Planning panel backs designation of district
City council must give final approval to the designation.
By DAVID SKOLNICK
CITY HALL REPORTER
YOUNGSTOWN -- Despite the objections of some nearby property owners, the city's planning commission recommends that city council approve a proposal to link Youngstown State University to downtown.
The commission met for more than two hours Tuesday hearing supporters and opponents discuss the project, known as the Lincoln-Rayen-Wood development district.
Final approval on designating the district as a community redevelopment area must come from city council. Council could set a timetable for voting on that designation at its meeting today.
Council will consider four proposals today on one phase of the project, extending Hazel Street from YSU to downtown. The project is expected to cost about $2.5 million.
The project focuses on 38 acres bounded roughly by Commerce Street and Lincoln, Fifth and Wick avenues.
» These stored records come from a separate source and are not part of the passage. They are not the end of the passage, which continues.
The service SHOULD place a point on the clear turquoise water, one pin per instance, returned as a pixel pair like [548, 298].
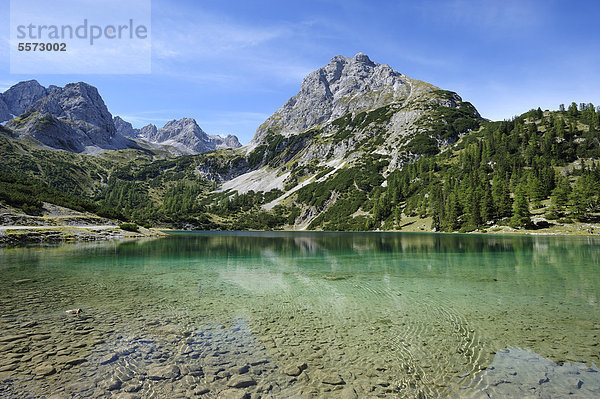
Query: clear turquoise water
[364, 315]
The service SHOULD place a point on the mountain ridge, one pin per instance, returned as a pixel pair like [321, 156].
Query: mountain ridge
[75, 118]
[406, 155]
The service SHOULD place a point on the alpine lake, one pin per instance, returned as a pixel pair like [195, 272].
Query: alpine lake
[306, 315]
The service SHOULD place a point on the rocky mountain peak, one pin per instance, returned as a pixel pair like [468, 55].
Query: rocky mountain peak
[125, 128]
[185, 135]
[20, 97]
[344, 85]
[363, 58]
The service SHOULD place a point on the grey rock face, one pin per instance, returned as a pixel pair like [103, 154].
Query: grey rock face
[187, 136]
[147, 131]
[73, 118]
[80, 104]
[344, 85]
[230, 141]
[22, 96]
[125, 128]
[4, 112]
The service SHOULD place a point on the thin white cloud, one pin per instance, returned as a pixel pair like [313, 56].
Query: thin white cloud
[492, 16]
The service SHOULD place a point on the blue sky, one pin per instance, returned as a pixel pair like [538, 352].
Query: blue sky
[230, 64]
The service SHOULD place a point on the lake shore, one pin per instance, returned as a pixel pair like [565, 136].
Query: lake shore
[16, 235]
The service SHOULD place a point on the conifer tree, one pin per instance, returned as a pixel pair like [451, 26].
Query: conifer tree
[521, 215]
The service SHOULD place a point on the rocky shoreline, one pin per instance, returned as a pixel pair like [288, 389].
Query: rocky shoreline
[58, 224]
[15, 235]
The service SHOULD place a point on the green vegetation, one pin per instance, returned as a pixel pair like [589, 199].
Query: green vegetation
[129, 227]
[536, 169]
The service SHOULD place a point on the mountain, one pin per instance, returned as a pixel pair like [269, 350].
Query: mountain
[359, 147]
[351, 86]
[19, 98]
[125, 128]
[186, 136]
[75, 118]
[72, 118]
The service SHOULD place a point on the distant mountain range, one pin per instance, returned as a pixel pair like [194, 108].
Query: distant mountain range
[75, 118]
[359, 147]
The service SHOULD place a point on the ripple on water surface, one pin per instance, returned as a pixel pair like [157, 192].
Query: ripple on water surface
[278, 315]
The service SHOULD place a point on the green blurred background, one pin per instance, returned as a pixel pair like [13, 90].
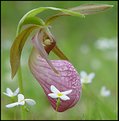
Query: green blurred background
[90, 43]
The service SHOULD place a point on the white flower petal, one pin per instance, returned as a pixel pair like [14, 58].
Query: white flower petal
[30, 101]
[12, 105]
[20, 97]
[53, 95]
[64, 97]
[16, 92]
[6, 94]
[54, 89]
[104, 92]
[21, 102]
[83, 74]
[91, 75]
[9, 92]
[66, 92]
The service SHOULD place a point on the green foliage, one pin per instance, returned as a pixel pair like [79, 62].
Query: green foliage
[72, 35]
[16, 49]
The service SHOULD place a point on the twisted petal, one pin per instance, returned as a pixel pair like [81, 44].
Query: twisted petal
[53, 95]
[91, 76]
[6, 94]
[54, 89]
[83, 74]
[66, 92]
[16, 92]
[9, 92]
[64, 97]
[20, 97]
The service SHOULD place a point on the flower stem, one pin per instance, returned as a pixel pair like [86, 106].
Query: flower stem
[20, 80]
[21, 90]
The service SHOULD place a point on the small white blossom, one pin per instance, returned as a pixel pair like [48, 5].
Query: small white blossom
[21, 101]
[104, 92]
[85, 78]
[57, 94]
[9, 92]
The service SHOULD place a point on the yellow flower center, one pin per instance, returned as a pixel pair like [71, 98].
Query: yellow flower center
[59, 94]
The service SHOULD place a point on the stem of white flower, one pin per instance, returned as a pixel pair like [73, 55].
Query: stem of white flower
[57, 104]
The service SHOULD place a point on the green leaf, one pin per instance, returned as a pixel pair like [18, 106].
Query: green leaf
[30, 20]
[36, 11]
[17, 46]
[88, 9]
[83, 9]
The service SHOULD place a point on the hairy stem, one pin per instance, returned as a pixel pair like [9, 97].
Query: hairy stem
[21, 90]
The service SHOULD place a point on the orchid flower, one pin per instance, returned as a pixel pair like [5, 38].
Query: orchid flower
[85, 78]
[59, 73]
[9, 92]
[104, 92]
[21, 101]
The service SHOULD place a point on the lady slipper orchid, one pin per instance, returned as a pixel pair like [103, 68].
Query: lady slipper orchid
[59, 73]
[10, 93]
[51, 74]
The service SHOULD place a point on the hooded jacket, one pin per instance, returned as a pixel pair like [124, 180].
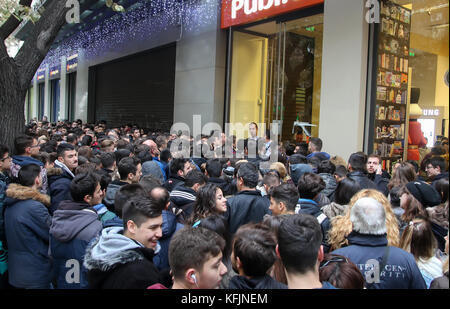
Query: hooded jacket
[73, 226]
[400, 271]
[27, 224]
[255, 283]
[115, 261]
[169, 227]
[245, 207]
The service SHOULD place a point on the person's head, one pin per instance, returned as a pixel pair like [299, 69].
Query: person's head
[195, 180]
[195, 258]
[340, 272]
[180, 167]
[283, 199]
[247, 176]
[86, 188]
[418, 239]
[357, 162]
[373, 162]
[214, 168]
[108, 160]
[142, 219]
[29, 176]
[299, 244]
[435, 166]
[130, 170]
[5, 158]
[253, 129]
[345, 190]
[315, 144]
[26, 145]
[67, 155]
[253, 250]
[310, 185]
[368, 217]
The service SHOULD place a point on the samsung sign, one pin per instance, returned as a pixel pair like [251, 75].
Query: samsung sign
[239, 12]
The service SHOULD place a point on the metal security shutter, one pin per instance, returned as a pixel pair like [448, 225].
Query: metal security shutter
[138, 89]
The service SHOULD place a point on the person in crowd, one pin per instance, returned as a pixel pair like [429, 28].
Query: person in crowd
[376, 174]
[340, 272]
[436, 169]
[326, 170]
[184, 195]
[209, 201]
[252, 256]
[74, 224]
[315, 149]
[309, 187]
[283, 199]
[130, 171]
[179, 168]
[25, 146]
[442, 282]
[247, 205]
[195, 258]
[345, 190]
[418, 239]
[299, 247]
[341, 226]
[27, 224]
[383, 266]
[122, 257]
[59, 185]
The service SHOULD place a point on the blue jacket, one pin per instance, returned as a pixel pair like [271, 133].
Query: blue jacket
[310, 207]
[400, 271]
[27, 224]
[73, 226]
[170, 226]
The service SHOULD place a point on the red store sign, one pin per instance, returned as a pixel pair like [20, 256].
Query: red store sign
[238, 12]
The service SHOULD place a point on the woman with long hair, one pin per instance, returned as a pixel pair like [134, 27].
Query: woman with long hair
[209, 201]
[341, 226]
[418, 239]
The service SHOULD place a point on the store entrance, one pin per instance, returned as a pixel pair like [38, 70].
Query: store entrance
[276, 76]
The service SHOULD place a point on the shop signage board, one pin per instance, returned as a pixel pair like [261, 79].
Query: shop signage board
[239, 12]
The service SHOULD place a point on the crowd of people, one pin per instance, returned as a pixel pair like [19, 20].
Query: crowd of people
[84, 206]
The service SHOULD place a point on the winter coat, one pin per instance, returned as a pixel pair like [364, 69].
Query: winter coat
[169, 227]
[310, 207]
[59, 188]
[115, 261]
[245, 207]
[74, 225]
[362, 179]
[330, 183]
[27, 224]
[255, 283]
[19, 161]
[400, 270]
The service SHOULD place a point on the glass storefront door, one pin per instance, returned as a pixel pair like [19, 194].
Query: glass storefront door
[276, 76]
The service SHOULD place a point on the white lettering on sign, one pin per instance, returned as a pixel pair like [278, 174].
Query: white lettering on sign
[252, 6]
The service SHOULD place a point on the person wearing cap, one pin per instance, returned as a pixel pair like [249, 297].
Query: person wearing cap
[415, 197]
[383, 266]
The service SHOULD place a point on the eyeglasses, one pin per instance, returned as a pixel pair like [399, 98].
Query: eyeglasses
[333, 260]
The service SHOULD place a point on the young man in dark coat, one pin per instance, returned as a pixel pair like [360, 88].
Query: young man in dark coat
[60, 184]
[248, 205]
[121, 257]
[74, 224]
[383, 266]
[27, 224]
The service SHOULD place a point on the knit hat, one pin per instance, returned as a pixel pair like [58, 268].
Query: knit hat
[152, 168]
[424, 193]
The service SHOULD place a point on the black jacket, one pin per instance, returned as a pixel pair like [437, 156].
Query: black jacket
[264, 282]
[245, 207]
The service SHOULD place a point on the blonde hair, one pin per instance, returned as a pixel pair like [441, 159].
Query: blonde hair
[341, 226]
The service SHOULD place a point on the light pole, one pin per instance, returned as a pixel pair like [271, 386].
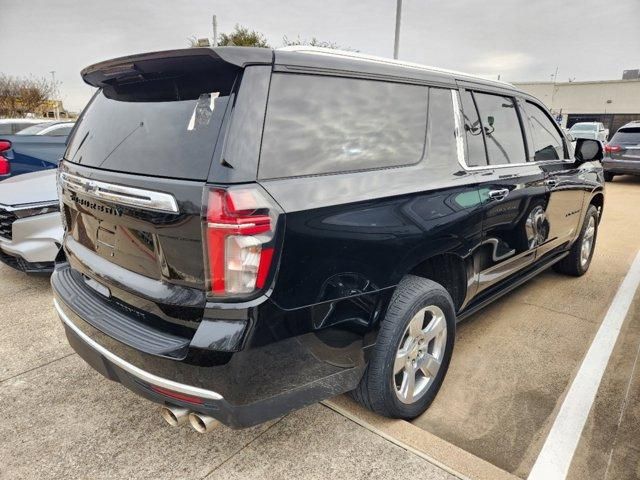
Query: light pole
[54, 93]
[214, 22]
[396, 43]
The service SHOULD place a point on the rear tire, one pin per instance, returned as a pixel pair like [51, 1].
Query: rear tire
[415, 341]
[579, 259]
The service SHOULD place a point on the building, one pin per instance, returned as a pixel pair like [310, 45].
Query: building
[55, 109]
[612, 102]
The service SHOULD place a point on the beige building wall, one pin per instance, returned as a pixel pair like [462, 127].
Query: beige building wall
[610, 96]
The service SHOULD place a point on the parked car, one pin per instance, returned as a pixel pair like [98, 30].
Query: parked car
[593, 130]
[622, 153]
[49, 129]
[38, 147]
[11, 126]
[320, 233]
[30, 223]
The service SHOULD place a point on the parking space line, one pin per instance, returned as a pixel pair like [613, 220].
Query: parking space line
[556, 455]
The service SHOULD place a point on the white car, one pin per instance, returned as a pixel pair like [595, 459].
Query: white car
[591, 130]
[49, 129]
[30, 222]
[11, 126]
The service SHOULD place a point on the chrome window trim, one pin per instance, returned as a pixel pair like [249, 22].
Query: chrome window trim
[459, 124]
[120, 194]
[132, 369]
[460, 143]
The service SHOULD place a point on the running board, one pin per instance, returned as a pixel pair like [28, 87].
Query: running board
[513, 283]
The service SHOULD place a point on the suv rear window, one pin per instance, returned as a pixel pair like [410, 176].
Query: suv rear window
[320, 124]
[627, 135]
[172, 139]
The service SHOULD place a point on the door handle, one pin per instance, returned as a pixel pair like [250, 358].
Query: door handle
[499, 194]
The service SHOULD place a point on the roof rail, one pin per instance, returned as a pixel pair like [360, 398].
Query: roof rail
[381, 60]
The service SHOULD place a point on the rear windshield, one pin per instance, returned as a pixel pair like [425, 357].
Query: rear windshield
[174, 139]
[627, 135]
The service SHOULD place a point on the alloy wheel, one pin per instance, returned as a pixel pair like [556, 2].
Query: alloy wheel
[420, 354]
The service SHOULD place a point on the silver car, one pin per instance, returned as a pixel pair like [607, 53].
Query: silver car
[622, 153]
[590, 130]
[30, 222]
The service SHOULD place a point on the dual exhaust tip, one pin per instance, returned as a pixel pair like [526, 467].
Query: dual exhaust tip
[176, 416]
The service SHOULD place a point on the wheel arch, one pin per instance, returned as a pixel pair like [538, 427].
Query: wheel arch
[597, 200]
[447, 269]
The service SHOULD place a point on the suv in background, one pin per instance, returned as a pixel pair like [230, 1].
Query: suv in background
[249, 231]
[622, 153]
[593, 130]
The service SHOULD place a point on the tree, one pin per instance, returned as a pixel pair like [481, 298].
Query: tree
[22, 95]
[243, 37]
[314, 42]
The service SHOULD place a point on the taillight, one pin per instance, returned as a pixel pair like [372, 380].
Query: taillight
[240, 234]
[612, 148]
[5, 166]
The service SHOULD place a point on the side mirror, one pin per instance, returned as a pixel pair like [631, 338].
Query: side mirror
[588, 150]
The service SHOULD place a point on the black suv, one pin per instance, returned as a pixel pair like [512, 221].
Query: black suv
[249, 231]
[622, 153]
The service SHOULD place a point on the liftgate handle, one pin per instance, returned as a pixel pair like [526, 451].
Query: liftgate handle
[499, 194]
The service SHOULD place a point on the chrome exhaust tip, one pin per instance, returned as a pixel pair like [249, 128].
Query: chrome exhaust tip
[202, 423]
[175, 416]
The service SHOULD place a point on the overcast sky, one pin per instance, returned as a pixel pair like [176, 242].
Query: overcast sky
[519, 39]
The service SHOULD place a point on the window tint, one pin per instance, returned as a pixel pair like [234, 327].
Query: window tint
[627, 135]
[319, 124]
[501, 128]
[476, 154]
[34, 129]
[441, 139]
[546, 141]
[172, 139]
[60, 131]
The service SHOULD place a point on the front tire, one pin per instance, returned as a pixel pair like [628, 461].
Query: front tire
[412, 352]
[578, 261]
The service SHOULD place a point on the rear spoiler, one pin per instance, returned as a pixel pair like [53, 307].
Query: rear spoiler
[183, 73]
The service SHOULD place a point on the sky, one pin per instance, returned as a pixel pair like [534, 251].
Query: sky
[520, 40]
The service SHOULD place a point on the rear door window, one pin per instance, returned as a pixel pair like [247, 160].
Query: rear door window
[502, 129]
[320, 124]
[546, 141]
[173, 138]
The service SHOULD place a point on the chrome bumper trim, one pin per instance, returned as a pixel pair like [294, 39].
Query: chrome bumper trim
[132, 369]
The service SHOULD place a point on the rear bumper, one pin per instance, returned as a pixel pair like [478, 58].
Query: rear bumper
[261, 382]
[618, 166]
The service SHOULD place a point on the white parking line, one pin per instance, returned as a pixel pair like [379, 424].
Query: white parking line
[557, 452]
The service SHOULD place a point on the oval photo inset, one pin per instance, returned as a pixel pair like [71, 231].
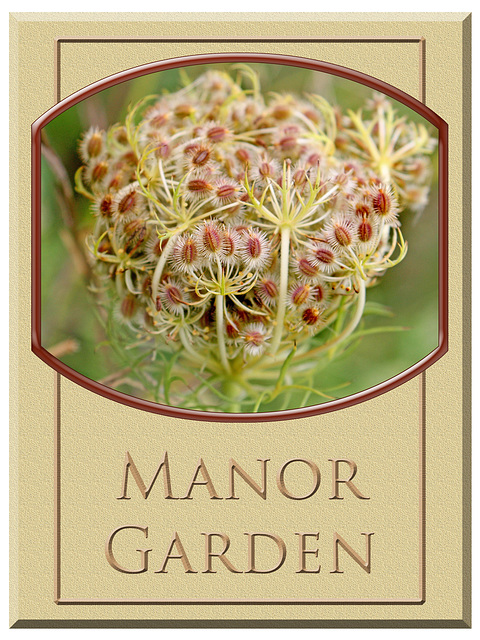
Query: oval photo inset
[234, 239]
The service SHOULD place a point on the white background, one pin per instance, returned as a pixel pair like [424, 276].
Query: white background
[223, 6]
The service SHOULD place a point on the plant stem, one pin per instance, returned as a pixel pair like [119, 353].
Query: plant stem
[282, 295]
[160, 265]
[220, 335]
[349, 329]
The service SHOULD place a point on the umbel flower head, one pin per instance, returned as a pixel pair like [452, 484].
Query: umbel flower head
[236, 234]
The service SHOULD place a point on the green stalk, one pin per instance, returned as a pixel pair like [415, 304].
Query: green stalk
[219, 302]
[160, 265]
[282, 294]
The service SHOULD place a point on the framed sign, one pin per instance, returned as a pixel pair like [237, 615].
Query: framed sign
[241, 345]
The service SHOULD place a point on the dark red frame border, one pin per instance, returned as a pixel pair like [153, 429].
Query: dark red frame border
[145, 405]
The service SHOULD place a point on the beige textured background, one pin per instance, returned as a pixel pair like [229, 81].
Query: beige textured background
[32, 88]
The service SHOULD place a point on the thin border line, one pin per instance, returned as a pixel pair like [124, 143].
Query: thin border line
[173, 411]
[101, 601]
[422, 379]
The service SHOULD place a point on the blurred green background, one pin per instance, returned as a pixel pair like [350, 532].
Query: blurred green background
[69, 318]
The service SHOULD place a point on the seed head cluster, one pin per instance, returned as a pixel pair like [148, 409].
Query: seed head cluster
[232, 226]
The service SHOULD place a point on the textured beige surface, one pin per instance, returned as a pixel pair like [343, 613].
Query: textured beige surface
[369, 427]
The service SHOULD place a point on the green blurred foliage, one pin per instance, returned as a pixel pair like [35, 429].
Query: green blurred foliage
[410, 290]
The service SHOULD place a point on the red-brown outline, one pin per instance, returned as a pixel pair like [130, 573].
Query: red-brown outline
[306, 63]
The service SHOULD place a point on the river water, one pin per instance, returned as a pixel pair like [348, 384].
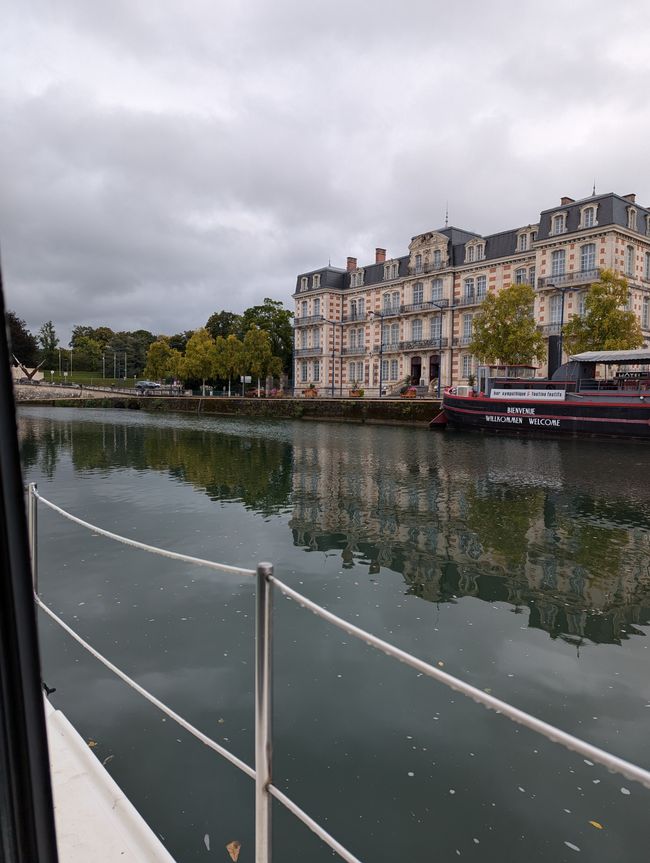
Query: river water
[519, 566]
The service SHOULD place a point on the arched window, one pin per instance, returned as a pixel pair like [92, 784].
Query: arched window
[559, 224]
[558, 262]
[588, 257]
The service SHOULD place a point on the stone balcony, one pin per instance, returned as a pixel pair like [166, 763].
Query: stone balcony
[307, 320]
[568, 280]
[470, 300]
[425, 306]
[424, 344]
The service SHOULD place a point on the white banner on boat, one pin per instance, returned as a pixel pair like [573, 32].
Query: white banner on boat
[525, 395]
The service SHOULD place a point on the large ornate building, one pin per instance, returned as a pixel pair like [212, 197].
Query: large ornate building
[376, 324]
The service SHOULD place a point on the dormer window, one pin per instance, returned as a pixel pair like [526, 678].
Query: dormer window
[559, 224]
[631, 218]
[391, 270]
[588, 217]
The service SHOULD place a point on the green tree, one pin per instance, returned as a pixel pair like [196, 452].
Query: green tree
[23, 344]
[49, 342]
[274, 319]
[200, 357]
[606, 324]
[86, 354]
[504, 328]
[230, 358]
[224, 324]
[159, 359]
[178, 341]
[258, 355]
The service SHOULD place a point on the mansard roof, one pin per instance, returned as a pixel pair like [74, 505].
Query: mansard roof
[612, 210]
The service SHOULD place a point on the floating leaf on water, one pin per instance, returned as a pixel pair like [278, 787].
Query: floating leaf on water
[233, 848]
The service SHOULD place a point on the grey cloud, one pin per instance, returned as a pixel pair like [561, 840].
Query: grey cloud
[160, 164]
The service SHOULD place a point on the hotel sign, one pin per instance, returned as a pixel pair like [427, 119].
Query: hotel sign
[526, 395]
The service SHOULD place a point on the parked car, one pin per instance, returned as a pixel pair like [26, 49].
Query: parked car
[145, 386]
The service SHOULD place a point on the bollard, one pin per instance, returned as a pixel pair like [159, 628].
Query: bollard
[263, 717]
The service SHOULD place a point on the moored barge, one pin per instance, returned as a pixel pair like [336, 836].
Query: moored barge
[575, 401]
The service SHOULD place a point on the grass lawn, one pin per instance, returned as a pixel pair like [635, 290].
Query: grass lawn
[87, 379]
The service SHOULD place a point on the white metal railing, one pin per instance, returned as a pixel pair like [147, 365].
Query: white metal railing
[262, 774]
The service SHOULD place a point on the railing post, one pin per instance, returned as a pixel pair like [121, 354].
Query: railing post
[263, 713]
[32, 527]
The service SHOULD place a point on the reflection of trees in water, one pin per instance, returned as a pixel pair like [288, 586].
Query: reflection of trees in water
[40, 443]
[253, 470]
[570, 561]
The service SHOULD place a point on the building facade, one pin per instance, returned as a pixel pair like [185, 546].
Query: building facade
[376, 325]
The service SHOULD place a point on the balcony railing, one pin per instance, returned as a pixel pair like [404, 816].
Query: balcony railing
[420, 344]
[308, 319]
[565, 279]
[389, 311]
[308, 352]
[411, 345]
[425, 305]
[415, 270]
[387, 348]
[470, 300]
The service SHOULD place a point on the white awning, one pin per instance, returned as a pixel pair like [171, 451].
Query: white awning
[640, 355]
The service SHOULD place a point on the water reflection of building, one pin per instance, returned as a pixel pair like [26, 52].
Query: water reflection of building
[529, 534]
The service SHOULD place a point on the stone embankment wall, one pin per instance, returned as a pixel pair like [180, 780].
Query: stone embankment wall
[392, 411]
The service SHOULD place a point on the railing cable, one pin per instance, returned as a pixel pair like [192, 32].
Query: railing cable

The city is proposing the project, but YSU is heavily involved with it.
Blighted properties
The plan identifies 12 properties in the area as being in a blighted or deteriorated condition.
The city is looking at buying seven properties on Wood Street and Lincoln Avenue between Elm and Phelps streets.
Of those seven buildings, YSU owns one, the Catholic Diocese of Youngstown owns two, Grenga Machine & amp; Welding Co. owns one and uses it for storage, one is a commercial building, one is vacant, and one is an apartment building.
The city wants to buy the buildings and demolish them for a Hazel Street extension. If a purchase can't be worked out, the city would have the option to take the properties through eminent domain if council approves the project's designation. Eminent domain is the right of government to take private property for public use.
The diocese is working with the city and YSU to obtain the vacant property, which used to house a car dealership, in exchange for the diocese's two properties.
Building plans
YSU wants to build a new College of Business Administration on Phelps Street between Rayen Avenue and Wood Street. The university also wants to have Hazel Street, which runs north from downtown to Wood Street, extended farther north to Lincoln Avenue to connect with campus walkways.
About a half-dozen property owners in the area objected to the plan, fearing their buildings and/or land could be taken from them through eminent domain.
Joseph Grenga, owner of Grenga Machine, said he is not interested in selling his building.
Planning commission members said the decision to recommend the designation was a difficult one.
"I have some reservations about what's happened, but I'm voting to approve the plan with reservations," said Angelo Pignatelli, a commission member.